A remarkable sentence can be found in Klaus Liebig's article: "As I see it, there are astonishing overlaps in the views of normative economists, NGOs and development policy-makers on what is required to meet developmental needs." But then comes a conclusion that is not easy to understand: "The main obstacle to progress at present is not the fact that the demands for a development round differ; it is the [lack of] political feasibility of implementing it." If there is so much agreement between actors, though, why cannot views be translated into action? The answer is simple: because Klaus Liebig has summarily left out the most important of the actors, who certainly do have "divergent requirements": the trade and economic policy-makers and the international commercial and financial groups that exert influence over them. These the author hides behind the phrase "political feasibility of implementation" as if it was an immutable ‘framework condition’, an anonymous power. The debate we are conducting here in the development community is a curious one: we call on development policy-makers to make better policy, although they (cum grano salis) call for the same as we do. At the same time we formulate the view that development policy cannot be a repair shop for damage done by wrong economic policy. But those responsible for the wrong economic policy we do not see as the persons to whom to address our criticism: the economic and trade policy-makers, sitting at the negotiating table in Cancún. They are the actors missing from Liebig's equation.

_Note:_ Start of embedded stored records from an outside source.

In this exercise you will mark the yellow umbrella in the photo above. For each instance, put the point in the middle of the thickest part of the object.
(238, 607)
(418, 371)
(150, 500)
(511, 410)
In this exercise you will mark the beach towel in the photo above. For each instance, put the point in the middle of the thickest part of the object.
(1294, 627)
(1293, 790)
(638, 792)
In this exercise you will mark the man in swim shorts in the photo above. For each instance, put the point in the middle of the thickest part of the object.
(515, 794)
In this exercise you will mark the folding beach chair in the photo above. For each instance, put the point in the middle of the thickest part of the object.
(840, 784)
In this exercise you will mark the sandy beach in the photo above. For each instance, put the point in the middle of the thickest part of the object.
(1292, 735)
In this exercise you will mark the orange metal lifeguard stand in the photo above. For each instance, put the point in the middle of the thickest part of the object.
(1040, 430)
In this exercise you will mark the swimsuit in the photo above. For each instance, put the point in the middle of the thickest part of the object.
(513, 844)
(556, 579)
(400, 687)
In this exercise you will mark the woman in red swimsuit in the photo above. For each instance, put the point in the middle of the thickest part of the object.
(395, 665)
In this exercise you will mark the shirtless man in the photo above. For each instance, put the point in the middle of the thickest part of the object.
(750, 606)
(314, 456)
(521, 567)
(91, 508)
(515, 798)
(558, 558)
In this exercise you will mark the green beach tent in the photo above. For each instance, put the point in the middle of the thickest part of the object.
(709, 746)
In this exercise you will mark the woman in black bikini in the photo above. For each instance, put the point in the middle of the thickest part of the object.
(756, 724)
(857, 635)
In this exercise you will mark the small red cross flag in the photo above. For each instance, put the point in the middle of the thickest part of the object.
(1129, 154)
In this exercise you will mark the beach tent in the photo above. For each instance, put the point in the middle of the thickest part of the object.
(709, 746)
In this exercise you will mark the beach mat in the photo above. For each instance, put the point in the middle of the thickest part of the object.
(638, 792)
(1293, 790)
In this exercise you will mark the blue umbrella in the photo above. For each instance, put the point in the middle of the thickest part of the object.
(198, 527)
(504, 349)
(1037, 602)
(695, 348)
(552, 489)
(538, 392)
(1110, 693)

If this reality were appreciated, civil society groups in future should not look so much to the development ministry (BMZ) and development policy agencies to furnish adversaries and interlocutors; they would rather find them in the trade and finance ministries, in companies and associations of private business. Some of the groups (such as attac) are already geared up for this, but not enough of them. Yet there are certainly interesting partners to be found in such quarters. There is a new trend in business to take ethical issues more seriously again (and not just in response to the increased detection of business crime). Those who advocate this approach should be made to realise that business ethics means not only honest bookkeeping, but also shouldering responsibility for Third World poverty. Channelled through such people, this view might also percolate through to those who conduct negotiations in international conferences. Apart from that, there is certainly truth in Klaus Liebig's claim that the developing countries could achieve more if they did not allow themselves to be divided, if they were to focus their efforts. So in the world trade dispute, at any rate, the most important thing the BMZ can do is help to empower the developing countries.